The age of digitalisation in maritime has come with impressive innovations and powerful solutions that make the industry more efficient. However, this progress comes with the burden of fighting off an ever-increasing number of cyber attacks. According to the latest findings, around 17 million attacks occur every week worldwide. That’s not taking into account the amount that might not be reported due to the fear that the breached company might damage its reputation or lose the trust of clients.
According to the annual survey of more than 350 maritime professionals by BIMCO and Fairplay, 22% of respondents in 2018 said that they have been a victim of cybercrime, 72% of which revealing that their own company was affected. This number has dropped from 34% in 2017, highlighting the effectiveness of proper cybersecurity measures and crew training in cyber awareness. The percentage of untrained personnel fell from 76% in 2017 to just 27% in 2018.
Why is Singapore ahead of the game?
The world’s first International Cyber Centre of Excellence was opened in Singapore by Wärtsilä, a Finnish company, known for its smart technologies and complete lifecycle solutions for marine and energy markets. Its purpose is to aid in cyber threat awareness and incident response training. By utilising the intelligence feeds from all over the world, the Centre will be able to offer support and assistance to small & large vessels, ports and suppliers in real-time.
This comes on the heels of the announcement by the Maritime and Port Authority of Singapore (MPA) in April about plans to establish a 24/7 Maritime Cybersecurity Operation Centre in 2018. It will deal with maritime cybersecurity infrastructure, focusing on early detection, monitoring, analysis, and response to potential cyber attacks.
On a more academic level, MPA has also teamed up with the Singapore Maritime Institute to develop a Maritime Cybersecurity Research programme to prepare for the cyber protection of various smart technologies used in shipping. MPA is also expanding efforts to create a cybersecurity awareness course in partnership with Singapore Polytechnic. It will help ship officers, managers, and shipping company superintendents manage cyber risks and respond to incidents.

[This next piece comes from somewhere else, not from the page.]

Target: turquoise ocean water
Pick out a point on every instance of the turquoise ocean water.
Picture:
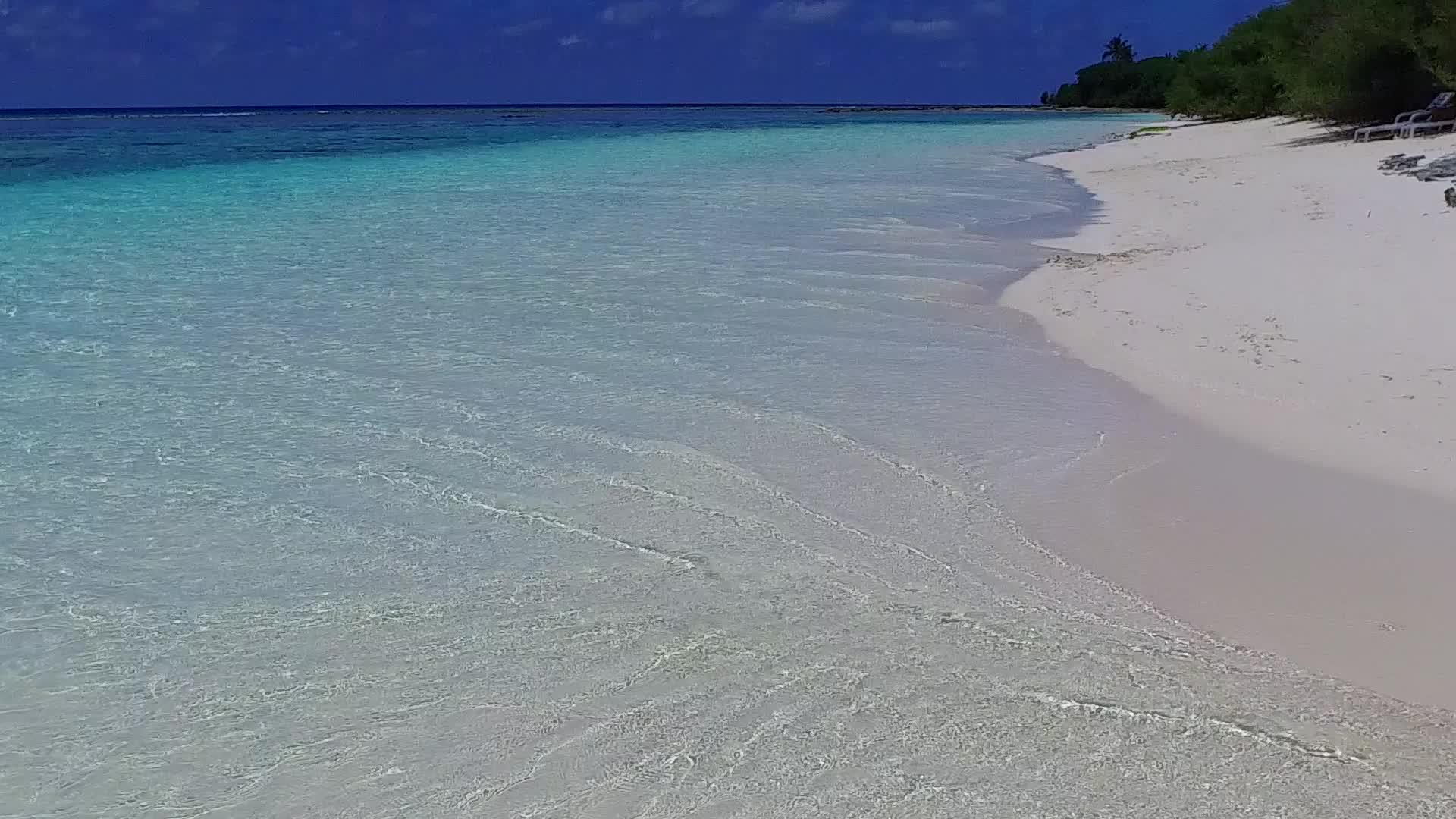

How can the rest of the world catch up?
Even though most of the programmes discussed above are based in Singapore, it will serve the global maritime security. Although, it is still important to take local initiatives to ensure all networks are protected. For example, according to the Maritime Cybersecurity Survey by Jones Walker LLP, in the US a false sense of preparedness is prevalent in the maritime industry. After conducting a questionnaire of 126 key executives and managers from U.S. maritime companies, the researchers concluded that 69% of respondents were confident that the industry is ready to tackle all cybersecurity challenges. However, 64% were worried that their own companies could not handle the consequences of a data breach.